Anomalies of the genitourinary tract in children with 22q11.2 deletion syndrome
Jason P. Van Batavia, MD1, T. Blaine Crowley, BA1, Evanette Burrows, BS1, Elaine H. Zackai, MD1, Simone Sanna-Cherchi, MD2, Donna M. McDonald-McGinn, MS, CGC1, Thomas F. Kolon, MD1.
1The Children's Hospital of Philadelphia, Philadelphia, PA, USA, 2Columbia University Medical Center, New York, NY, USA.
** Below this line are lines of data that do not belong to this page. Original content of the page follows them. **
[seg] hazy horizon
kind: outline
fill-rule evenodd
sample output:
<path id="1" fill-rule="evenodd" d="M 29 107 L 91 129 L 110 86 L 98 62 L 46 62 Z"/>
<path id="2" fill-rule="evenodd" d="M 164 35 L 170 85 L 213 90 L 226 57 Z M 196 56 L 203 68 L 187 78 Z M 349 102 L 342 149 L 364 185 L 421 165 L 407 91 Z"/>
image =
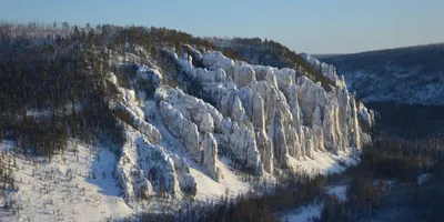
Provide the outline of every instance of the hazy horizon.
<path id="1" fill-rule="evenodd" d="M 259 37 L 296 52 L 341 54 L 443 42 L 443 8 L 440 0 L 6 0 L 0 20 L 167 27 L 199 37 Z"/>

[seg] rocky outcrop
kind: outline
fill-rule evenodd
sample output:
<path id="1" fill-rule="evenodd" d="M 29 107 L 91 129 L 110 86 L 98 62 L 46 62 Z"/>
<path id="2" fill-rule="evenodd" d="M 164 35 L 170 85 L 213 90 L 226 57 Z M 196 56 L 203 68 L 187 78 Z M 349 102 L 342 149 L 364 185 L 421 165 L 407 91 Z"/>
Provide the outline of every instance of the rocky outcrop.
<path id="1" fill-rule="evenodd" d="M 179 194 L 174 163 L 162 148 L 150 144 L 141 134 L 138 138 L 127 137 L 115 171 L 124 198 L 130 201 L 147 199 L 159 192 Z"/>
<path id="2" fill-rule="evenodd" d="M 218 142 L 211 132 L 206 132 L 202 140 L 203 167 L 214 180 L 219 181 L 220 172 L 218 168 Z"/>
<path id="3" fill-rule="evenodd" d="M 200 160 L 198 127 L 165 101 L 159 103 L 159 111 L 171 134 L 179 139 L 194 160 Z"/>
<path id="4" fill-rule="evenodd" d="M 309 63 L 319 65 L 335 82 L 331 90 L 313 82 L 301 68 L 250 65 L 214 51 L 199 56 L 203 68 L 193 65 L 189 59 L 179 59 L 173 52 L 165 53 L 182 74 L 199 84 L 201 91 L 194 95 L 214 105 L 208 109 L 208 103 L 200 99 L 180 95 L 185 98 L 180 99 L 182 107 L 190 108 L 173 107 L 194 122 L 199 132 L 216 135 L 216 144 L 229 149 L 245 168 L 273 172 L 274 168 L 290 167 L 290 158 L 303 160 L 316 152 L 360 149 L 370 141 L 360 121 L 371 125 L 372 113 L 356 103 L 333 67 L 310 56 L 304 57 Z M 167 98 L 183 93 L 178 91 L 168 92 Z"/>

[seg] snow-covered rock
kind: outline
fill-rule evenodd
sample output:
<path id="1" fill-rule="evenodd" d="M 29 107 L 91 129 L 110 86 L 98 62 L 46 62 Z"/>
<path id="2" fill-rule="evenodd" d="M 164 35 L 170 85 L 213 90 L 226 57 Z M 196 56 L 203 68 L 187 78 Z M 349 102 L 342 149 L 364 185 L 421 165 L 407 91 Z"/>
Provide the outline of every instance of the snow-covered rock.
<path id="1" fill-rule="evenodd" d="M 287 167 L 291 157 L 302 160 L 314 158 L 317 152 L 337 153 L 359 149 L 370 141 L 359 119 L 371 125 L 372 112 L 356 104 L 333 67 L 310 56 L 304 58 L 336 83 L 332 90 L 325 91 L 320 83 L 293 69 L 252 67 L 233 62 L 220 52 L 198 56 L 205 68 L 195 68 L 173 52 L 167 54 L 183 74 L 201 87 L 204 98 L 212 101 L 219 113 L 211 114 L 213 119 L 218 117 L 214 120 L 214 133 L 220 138 L 216 142 L 229 147 L 238 160 L 258 172 Z M 192 117 L 189 119 L 204 129 L 201 132 L 211 132 L 212 128 L 206 127 L 209 118 L 202 124 Z"/>

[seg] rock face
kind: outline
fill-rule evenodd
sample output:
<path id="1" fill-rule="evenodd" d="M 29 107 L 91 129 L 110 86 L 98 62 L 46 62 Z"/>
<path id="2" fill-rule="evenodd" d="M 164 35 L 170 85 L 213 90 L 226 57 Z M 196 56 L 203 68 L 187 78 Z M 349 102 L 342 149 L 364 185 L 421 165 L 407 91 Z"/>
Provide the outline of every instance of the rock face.
<path id="1" fill-rule="evenodd" d="M 201 53 L 198 59 L 204 68 L 178 59 L 173 52 L 164 53 L 182 74 L 199 84 L 200 94 L 205 95 L 202 99 L 214 105 L 214 128 L 210 115 L 195 119 L 195 111 L 186 109 L 190 120 L 201 132 L 218 134 L 218 144 L 258 173 L 290 167 L 289 158 L 360 149 L 363 142 L 370 142 L 359 119 L 371 125 L 372 112 L 356 104 L 332 65 L 317 64 L 310 56 L 303 57 L 335 83 L 332 90 L 326 91 L 296 70 L 234 62 L 220 52 Z"/>
<path id="2" fill-rule="evenodd" d="M 295 167 L 295 161 L 371 142 L 362 128 L 372 127 L 374 113 L 355 101 L 331 65 L 304 57 L 335 83 L 325 90 L 302 69 L 250 65 L 190 46 L 182 51 L 181 57 L 161 52 L 164 62 L 176 69 L 180 88 L 162 84 L 157 70 L 139 68 L 137 78 L 157 88 L 145 111 L 134 91 L 120 88 L 109 74 L 118 89 L 112 109 L 125 113 L 127 127 L 134 131 L 127 132 L 117 170 L 128 200 L 159 192 L 196 193 L 190 164 L 220 182 L 224 178 L 220 167 L 225 164 L 221 157 L 236 170 L 274 174 Z M 171 147 L 173 151 L 167 149 Z"/>
<path id="3" fill-rule="evenodd" d="M 206 132 L 202 140 L 203 145 L 203 167 L 206 172 L 219 181 L 220 172 L 218 168 L 218 142 L 211 132 Z"/>

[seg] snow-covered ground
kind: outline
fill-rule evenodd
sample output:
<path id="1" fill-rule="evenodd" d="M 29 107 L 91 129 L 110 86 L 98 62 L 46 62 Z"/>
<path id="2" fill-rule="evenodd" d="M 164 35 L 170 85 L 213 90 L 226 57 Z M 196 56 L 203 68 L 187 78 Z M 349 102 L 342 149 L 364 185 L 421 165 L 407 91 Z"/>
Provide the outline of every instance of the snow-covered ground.
<path id="1" fill-rule="evenodd" d="M 281 216 L 283 222 L 307 222 L 321 215 L 322 203 L 299 208 Z"/>
<path id="2" fill-rule="evenodd" d="M 346 200 L 346 185 L 332 185 L 325 189 L 329 195 L 336 195 L 340 201 Z M 307 222 L 314 218 L 320 218 L 323 208 L 322 201 L 315 201 L 309 205 L 301 206 L 281 215 L 281 221 L 289 222 Z"/>
<path id="3" fill-rule="evenodd" d="M 0 148 L 11 150 L 12 144 L 2 142 Z M 6 153 L 4 159 L 17 163 L 18 191 L 10 199 L 19 210 L 16 215 L 2 212 L 1 221 L 103 221 L 132 213 L 113 179 L 115 155 L 105 148 L 71 140 L 51 161 Z"/>

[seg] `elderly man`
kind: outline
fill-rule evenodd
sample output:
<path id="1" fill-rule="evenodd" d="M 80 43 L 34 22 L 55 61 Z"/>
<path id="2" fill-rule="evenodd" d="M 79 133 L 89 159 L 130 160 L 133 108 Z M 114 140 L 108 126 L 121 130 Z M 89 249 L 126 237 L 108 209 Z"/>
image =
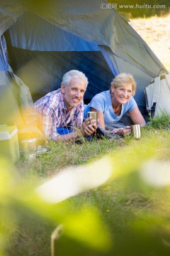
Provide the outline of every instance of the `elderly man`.
<path id="1" fill-rule="evenodd" d="M 49 139 L 73 141 L 89 137 L 97 129 L 94 119 L 83 122 L 83 98 L 88 80 L 78 70 L 70 70 L 62 78 L 61 88 L 49 92 L 35 103 L 40 128 Z"/>

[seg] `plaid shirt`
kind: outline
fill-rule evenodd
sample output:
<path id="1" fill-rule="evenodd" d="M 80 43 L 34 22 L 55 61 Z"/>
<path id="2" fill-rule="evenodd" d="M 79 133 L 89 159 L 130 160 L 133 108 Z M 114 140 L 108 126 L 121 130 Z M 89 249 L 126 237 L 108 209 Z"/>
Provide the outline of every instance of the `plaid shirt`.
<path id="1" fill-rule="evenodd" d="M 49 92 L 38 100 L 35 102 L 35 107 L 38 114 L 40 128 L 50 139 L 55 140 L 59 135 L 57 127 L 79 127 L 83 122 L 83 102 L 66 112 L 61 89 Z"/>

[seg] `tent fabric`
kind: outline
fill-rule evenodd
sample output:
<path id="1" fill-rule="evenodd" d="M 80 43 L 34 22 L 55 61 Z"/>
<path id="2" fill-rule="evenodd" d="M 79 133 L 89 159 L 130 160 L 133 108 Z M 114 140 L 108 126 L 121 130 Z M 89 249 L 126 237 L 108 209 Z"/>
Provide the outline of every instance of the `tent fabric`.
<path id="1" fill-rule="evenodd" d="M 56 90 L 65 72 L 78 69 L 90 82 L 85 95 L 89 99 L 127 72 L 137 80 L 137 103 L 145 106 L 143 89 L 166 70 L 128 20 L 115 9 L 101 9 L 102 3 L 1 1 L 0 33 L 6 31 L 13 70 L 31 93 Z M 1 70 L 8 70 L 1 63 Z"/>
BACKGROUND: The 22q11.2 deletion syndrome (22q11.2DS), of which the DiGeorge syndrome is most common, involves multiple organ systems with variable phenotypic expression. The most common features include conotruncal cardiac anomalies, immunodeficiency, gastrointestinal, palatal and skeletal abnormalities, and developmental delay. In addition, genitourinary tract abnormalities, especially renal anomalies, have been noted to be present in up to 30-40% of patients, although most of these studies are small, retrospective reviews with significant selection bias (ie, including only patients referred to urologist or those who underwent renal/bladder ultrasound [RBUS] for specific indication and not for routine screening). At our institution, an internationally recognized, comprehensive and multidisciplinary 22q11.2DS care center has been providing care to these children with routine screening RBUS. We hypothesized that in this large prospectively managed cohort of all 22q11.2DS patients evaluated at a single institution, the prevalence of genitourinary anomalies would be higher than expected in the general population but less than seen in prior, smaller, studies.
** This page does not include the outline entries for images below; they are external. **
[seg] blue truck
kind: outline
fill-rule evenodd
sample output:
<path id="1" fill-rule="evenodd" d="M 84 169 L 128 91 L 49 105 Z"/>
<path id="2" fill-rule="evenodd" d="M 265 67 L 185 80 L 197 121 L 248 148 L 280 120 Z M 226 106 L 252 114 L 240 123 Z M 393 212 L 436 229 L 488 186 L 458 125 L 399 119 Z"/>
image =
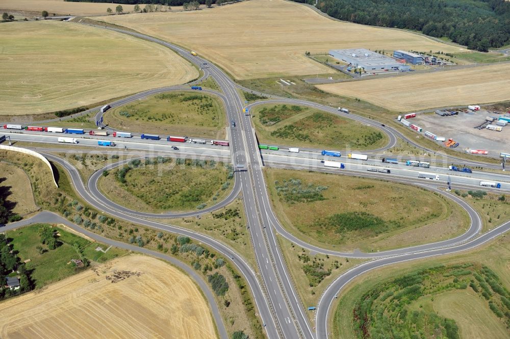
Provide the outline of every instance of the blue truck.
<path id="1" fill-rule="evenodd" d="M 387 163 L 388 164 L 398 164 L 398 160 L 397 159 L 393 159 L 389 158 L 382 158 L 383 163 Z"/>
<path id="2" fill-rule="evenodd" d="M 70 134 L 85 134 L 85 132 L 83 131 L 83 128 L 67 128 L 65 130 L 65 133 L 69 133 Z"/>
<path id="3" fill-rule="evenodd" d="M 142 134 L 140 137 L 142 139 L 148 139 L 151 140 L 159 140 L 160 139 L 159 136 L 157 136 L 155 134 Z"/>
<path id="4" fill-rule="evenodd" d="M 342 157 L 342 154 L 340 152 L 337 152 L 336 151 L 323 150 L 321 152 L 321 154 L 323 155 L 329 155 L 330 157 Z"/>
<path id="5" fill-rule="evenodd" d="M 448 169 L 450 171 L 455 171 L 455 172 L 463 172 L 464 173 L 473 173 L 473 171 L 471 170 L 471 169 L 468 167 L 463 167 L 462 168 L 461 168 L 460 167 L 457 167 L 457 166 L 452 165 L 451 166 L 448 166 Z"/>
<path id="6" fill-rule="evenodd" d="M 115 143 L 113 141 L 107 141 L 106 140 L 98 140 L 97 145 L 99 146 L 111 146 L 113 147 L 115 145 Z"/>

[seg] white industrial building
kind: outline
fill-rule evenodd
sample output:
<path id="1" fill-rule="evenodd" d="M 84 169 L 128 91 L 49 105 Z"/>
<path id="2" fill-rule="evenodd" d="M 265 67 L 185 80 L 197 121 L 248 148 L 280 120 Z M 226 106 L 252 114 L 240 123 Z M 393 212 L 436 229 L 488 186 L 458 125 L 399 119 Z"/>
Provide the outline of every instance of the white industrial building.
<path id="1" fill-rule="evenodd" d="M 407 70 L 409 69 L 409 66 L 402 65 L 393 58 L 365 48 L 332 49 L 329 51 L 329 55 L 355 67 L 362 67 L 367 72 L 392 69 Z"/>

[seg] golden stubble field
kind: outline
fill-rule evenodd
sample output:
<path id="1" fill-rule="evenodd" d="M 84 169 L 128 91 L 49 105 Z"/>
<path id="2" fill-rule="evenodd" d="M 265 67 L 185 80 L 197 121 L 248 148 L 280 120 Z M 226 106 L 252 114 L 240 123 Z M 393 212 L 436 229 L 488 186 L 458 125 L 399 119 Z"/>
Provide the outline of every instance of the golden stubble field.
<path id="1" fill-rule="evenodd" d="M 413 33 L 334 21 L 283 0 L 252 0 L 199 11 L 98 19 L 193 49 L 238 79 L 334 71 L 305 57 L 307 51 L 364 47 L 462 51 Z"/>
<path id="2" fill-rule="evenodd" d="M 73 22 L 4 24 L 0 45 L 0 115 L 88 105 L 198 76 L 168 48 Z"/>
<path id="3" fill-rule="evenodd" d="M 123 281 L 114 271 L 139 272 Z M 216 338 L 215 325 L 191 279 L 164 262 L 132 255 L 0 304 L 0 337 Z"/>
<path id="4" fill-rule="evenodd" d="M 17 10 L 27 12 L 47 11 L 50 15 L 71 14 L 72 15 L 98 15 L 106 14 L 106 9 L 110 7 L 115 12 L 118 4 L 112 3 L 74 3 L 64 0 L 2 0 L 0 8 Z M 140 5 L 143 8 L 144 5 Z M 124 12 L 133 12 L 134 5 L 122 5 Z"/>
<path id="5" fill-rule="evenodd" d="M 510 64 L 319 85 L 398 112 L 510 99 Z"/>

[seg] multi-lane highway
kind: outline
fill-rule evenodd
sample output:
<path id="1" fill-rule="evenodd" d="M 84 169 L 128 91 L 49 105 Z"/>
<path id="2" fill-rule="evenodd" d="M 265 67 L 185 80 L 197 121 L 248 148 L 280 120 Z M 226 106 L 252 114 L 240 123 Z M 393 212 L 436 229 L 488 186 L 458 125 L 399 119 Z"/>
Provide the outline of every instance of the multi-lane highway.
<path id="1" fill-rule="evenodd" d="M 170 44 L 167 42 L 150 37 L 143 34 L 121 30 L 101 27 L 105 29 L 112 30 L 129 34 L 141 39 L 160 44 L 175 51 L 178 54 L 189 60 L 190 62 L 200 67 L 208 62 L 204 59 L 195 56 L 192 56 L 188 51 Z M 136 211 L 127 209 L 123 206 L 115 204 L 109 201 L 96 188 L 97 180 L 102 172 L 99 171 L 91 177 L 84 184 L 80 177 L 79 172 L 70 164 L 65 160 L 49 153 L 44 155 L 52 161 L 62 166 L 69 173 L 72 184 L 76 192 L 88 203 L 95 208 L 105 213 L 111 214 L 116 218 L 121 218 L 128 221 L 146 225 L 155 228 L 165 229 L 168 231 L 188 236 L 197 241 L 203 243 L 216 249 L 226 257 L 230 258 L 240 272 L 244 276 L 253 295 L 253 298 L 259 310 L 259 314 L 264 324 L 264 330 L 269 338 L 325 338 L 327 337 L 327 322 L 328 312 L 332 301 L 339 291 L 347 283 L 356 276 L 376 267 L 385 265 L 392 265 L 398 262 L 408 260 L 413 260 L 426 257 L 432 255 L 439 255 L 453 253 L 457 251 L 465 250 L 473 248 L 489 241 L 494 237 L 497 237 L 508 230 L 510 223 L 498 227 L 490 232 L 479 236 L 481 228 L 481 221 L 476 213 L 469 205 L 454 195 L 445 192 L 439 189 L 438 187 L 444 186 L 446 180 L 446 177 L 451 178 L 450 182 L 454 186 L 457 187 L 478 187 L 477 181 L 487 178 L 494 178 L 497 176 L 498 180 L 503 184 L 500 191 L 509 191 L 510 182 L 506 176 L 501 174 L 494 174 L 484 172 L 477 171 L 468 175 L 446 172 L 444 169 L 434 168 L 426 169 L 426 171 L 437 173 L 441 177 L 439 180 L 426 180 L 418 179 L 416 175 L 417 169 L 407 168 L 405 166 L 390 166 L 387 164 L 384 167 L 391 168 L 389 174 L 382 174 L 367 171 L 369 167 L 381 166 L 380 162 L 374 162 L 372 160 L 367 163 L 361 163 L 355 161 L 345 161 L 343 162 L 346 165 L 343 171 L 343 174 L 363 176 L 368 177 L 381 175 L 389 180 L 398 182 L 407 182 L 414 185 L 421 185 L 431 191 L 437 192 L 452 200 L 452 201 L 461 205 L 469 214 L 471 223 L 467 231 L 464 234 L 453 239 L 433 244 L 428 244 L 419 246 L 415 246 L 393 251 L 378 252 L 376 253 L 346 253 L 330 251 L 325 249 L 313 246 L 309 244 L 294 237 L 289 234 L 280 225 L 277 219 L 271 209 L 270 201 L 267 191 L 267 186 L 265 182 L 262 168 L 265 165 L 283 167 L 297 169 L 313 169 L 316 171 L 338 173 L 338 170 L 326 168 L 321 165 L 314 154 L 314 150 L 310 150 L 309 157 L 291 157 L 289 154 L 276 152 L 274 154 L 262 153 L 258 148 L 254 129 L 252 125 L 251 116 L 245 115 L 243 101 L 241 100 L 237 89 L 240 87 L 231 80 L 221 69 L 210 62 L 208 62 L 208 67 L 204 70 L 202 79 L 207 76 L 212 77 L 218 83 L 222 93 L 211 91 L 211 94 L 219 96 L 223 101 L 226 111 L 228 120 L 236 121 L 235 126 L 231 126 L 228 129 L 228 140 L 230 147 L 228 149 L 212 147 L 203 145 L 186 144 L 180 145 L 181 149 L 178 153 L 175 153 L 175 156 L 183 157 L 184 155 L 191 157 L 221 157 L 222 159 L 230 159 L 235 165 L 242 165 L 245 170 L 235 172 L 235 185 L 232 193 L 227 198 L 219 203 L 216 205 L 211 206 L 207 210 L 202 210 L 200 213 L 208 211 L 212 211 L 225 205 L 232 199 L 237 195 L 240 191 L 242 192 L 244 202 L 245 212 L 246 215 L 247 227 L 249 231 L 252 240 L 252 245 L 254 250 L 257 263 L 257 267 L 250 267 L 239 254 L 228 248 L 224 244 L 210 237 L 199 233 L 190 231 L 184 228 L 170 225 L 167 224 L 147 220 L 147 218 L 160 217 L 162 215 L 147 213 L 143 211 Z M 147 91 L 142 93 L 122 99 L 112 103 L 112 107 L 124 105 L 134 100 L 146 96 L 150 94 L 167 91 L 169 90 L 183 90 L 184 86 L 174 86 L 164 89 L 156 89 Z M 245 89 L 247 90 L 247 89 Z M 267 101 L 266 101 L 267 102 Z M 373 151 L 381 151 L 389 147 L 394 146 L 397 138 L 407 141 L 412 144 L 424 149 L 425 151 L 432 152 L 430 150 L 423 149 L 419 145 L 409 140 L 398 131 L 388 126 L 382 126 L 379 123 L 371 119 L 368 119 L 353 114 L 345 114 L 334 108 L 321 105 L 314 102 L 303 100 L 289 99 L 287 98 L 276 98 L 269 102 L 282 102 L 307 105 L 335 114 L 352 119 L 363 123 L 377 128 L 389 138 L 389 142 L 385 147 Z M 248 109 L 257 104 L 248 107 Z M 97 110 L 97 108 L 95 109 Z M 93 111 L 95 112 L 95 111 Z M 96 115 L 96 118 L 99 120 L 100 116 Z M 47 120 L 42 123 L 50 122 L 52 120 Z M 41 135 L 37 133 L 13 133 L 9 134 L 12 139 L 32 142 L 42 142 L 44 144 L 58 143 L 56 142 L 55 136 Z M 52 139 L 53 138 L 53 139 Z M 99 139 L 100 139 L 99 138 Z M 164 142 L 146 142 L 140 140 L 117 140 L 116 139 L 119 148 L 129 149 L 132 151 L 140 154 L 154 154 L 158 152 L 172 153 L 168 143 Z M 91 137 L 81 138 L 79 145 L 91 147 L 97 146 L 97 140 Z M 76 145 L 78 146 L 78 145 Z M 68 148 L 64 149 L 63 151 Z M 109 148 L 105 151 L 111 152 L 113 150 Z M 145 152 L 146 152 L 146 153 Z M 449 157 L 452 161 L 458 161 L 462 164 L 469 164 L 472 166 L 479 166 L 485 168 L 496 168 L 494 165 L 489 165 L 481 162 L 466 162 L 458 160 L 455 157 Z M 110 164 L 106 169 L 120 166 L 124 163 Z M 423 169 L 419 169 L 422 170 Z M 184 216 L 196 215 L 197 212 L 192 213 L 166 214 L 164 217 Z M 374 259 L 367 264 L 357 267 L 353 270 L 343 274 L 332 283 L 325 292 L 321 296 L 317 313 L 316 324 L 317 330 L 312 327 L 308 318 L 304 314 L 302 305 L 297 295 L 293 284 L 287 270 L 285 260 L 283 259 L 277 242 L 276 233 L 282 234 L 291 241 L 299 244 L 303 248 L 308 248 L 318 252 L 330 254 L 331 255 L 361 257 L 373 258 Z M 256 273 L 256 271 L 258 271 Z"/>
METHODS: We retrospectively reviewed the charts of all patients who underwent a complete evaluation at our institution's 22q11.2DS center from 1992 to March, 2017. Using our electronic medical record (EMR) system, Epic (Epic Systems Corp., Madison, Wisconsin) and diagnosis specific codes, we identified all children with any genital or urinary tract anomaly. For all children with a diagnosis of hydronephrosis (either diagnosed antenatal or postnatal), the underlying etiology for the hydronephrosis was determined based on additional diagnosis codes for that child.
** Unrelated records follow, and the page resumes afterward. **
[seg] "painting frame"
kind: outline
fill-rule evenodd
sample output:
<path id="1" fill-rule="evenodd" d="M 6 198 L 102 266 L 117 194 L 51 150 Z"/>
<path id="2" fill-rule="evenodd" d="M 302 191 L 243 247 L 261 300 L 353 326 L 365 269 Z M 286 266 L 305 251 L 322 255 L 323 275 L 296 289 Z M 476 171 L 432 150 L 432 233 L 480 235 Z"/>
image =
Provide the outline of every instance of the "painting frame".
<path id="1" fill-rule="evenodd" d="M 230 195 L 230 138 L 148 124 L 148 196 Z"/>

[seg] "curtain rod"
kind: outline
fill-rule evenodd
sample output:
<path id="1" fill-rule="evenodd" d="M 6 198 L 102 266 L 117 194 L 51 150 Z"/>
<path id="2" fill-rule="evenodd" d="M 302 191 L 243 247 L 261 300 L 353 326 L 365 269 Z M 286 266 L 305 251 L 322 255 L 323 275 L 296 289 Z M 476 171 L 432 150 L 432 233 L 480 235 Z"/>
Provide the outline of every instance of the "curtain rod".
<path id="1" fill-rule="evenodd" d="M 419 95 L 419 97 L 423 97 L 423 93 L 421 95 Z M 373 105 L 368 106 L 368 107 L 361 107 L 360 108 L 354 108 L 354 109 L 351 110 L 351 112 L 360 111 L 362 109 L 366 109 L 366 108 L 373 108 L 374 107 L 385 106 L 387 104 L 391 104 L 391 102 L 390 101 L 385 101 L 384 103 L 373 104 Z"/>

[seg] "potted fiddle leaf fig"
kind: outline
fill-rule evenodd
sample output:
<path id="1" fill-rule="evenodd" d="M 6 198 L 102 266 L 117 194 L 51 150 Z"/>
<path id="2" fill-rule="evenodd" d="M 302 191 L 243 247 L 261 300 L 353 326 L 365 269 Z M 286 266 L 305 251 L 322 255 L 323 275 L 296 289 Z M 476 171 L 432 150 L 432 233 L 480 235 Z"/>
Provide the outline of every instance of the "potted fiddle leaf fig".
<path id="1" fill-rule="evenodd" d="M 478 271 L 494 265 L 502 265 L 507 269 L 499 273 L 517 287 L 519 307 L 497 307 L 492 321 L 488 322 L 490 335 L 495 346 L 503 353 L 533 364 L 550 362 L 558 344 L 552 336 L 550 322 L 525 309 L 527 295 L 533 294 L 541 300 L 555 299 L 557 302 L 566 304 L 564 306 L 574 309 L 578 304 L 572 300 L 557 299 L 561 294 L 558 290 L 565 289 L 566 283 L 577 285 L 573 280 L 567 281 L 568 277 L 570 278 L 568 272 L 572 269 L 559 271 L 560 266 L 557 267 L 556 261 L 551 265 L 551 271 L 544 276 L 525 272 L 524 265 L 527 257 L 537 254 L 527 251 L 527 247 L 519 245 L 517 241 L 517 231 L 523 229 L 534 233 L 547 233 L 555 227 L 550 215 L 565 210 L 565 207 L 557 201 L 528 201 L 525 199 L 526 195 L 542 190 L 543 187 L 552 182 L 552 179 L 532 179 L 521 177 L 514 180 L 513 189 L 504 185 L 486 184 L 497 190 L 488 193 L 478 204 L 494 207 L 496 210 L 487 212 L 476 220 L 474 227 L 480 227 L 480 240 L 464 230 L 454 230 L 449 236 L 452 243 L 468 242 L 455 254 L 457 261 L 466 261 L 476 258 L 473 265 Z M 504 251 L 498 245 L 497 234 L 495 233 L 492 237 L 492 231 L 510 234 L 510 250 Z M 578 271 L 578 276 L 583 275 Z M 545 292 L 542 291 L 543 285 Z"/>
RESULTS: Overall, of the 1,267 patients seen in our institution's 22q clinic, 649 are boys and 618 are girls. Of the 1,073 children with 22q11.2DS who underwent renal evaluations, 162 (15.1%) have structural abnormalities of their kidneys/urinary tracts (Table 1). While hydronephrosis was the most common upper tract finding, the majority (63%) had isolated upper tract dilation without any additional diagnoses. In terms of genital anomalies, boys were significantly more likely to be diagnosed with an abnormality than girls (7.7% vs. 0.5%, p < 0.001, Fisher exact test). Of the 649 boys, 24 (3.7%) had cryptorchidism and 24 (3.7%) had hypospadias, which was noted to be mild (megameatus or glanular) in all except 1 boy. The only female genital anomalies noted were vaginal agenesis in 2 patients and uterine agenesis in 1 patient.
CONCLUSIONS: In this large single institution review of patients with 22q11.2DS, 15.1% have associated renal or structural urinary tract anomalies. Findings of hydronephrosis, unilateral renal agenesis, and multicystic dysplastic kidney occur at higher rates than expected in the general population, although in the majority no surgical intervention is necessary. Genital abnormalities occur more often in boys than girls. Despite the higher than expected rate of hypospadias, most are mild distal hypospadias. Given these findings, in addition to routine physical examination, we believe that all patients with 22q11.2DS warrant screening RBUS at time of diagnosis.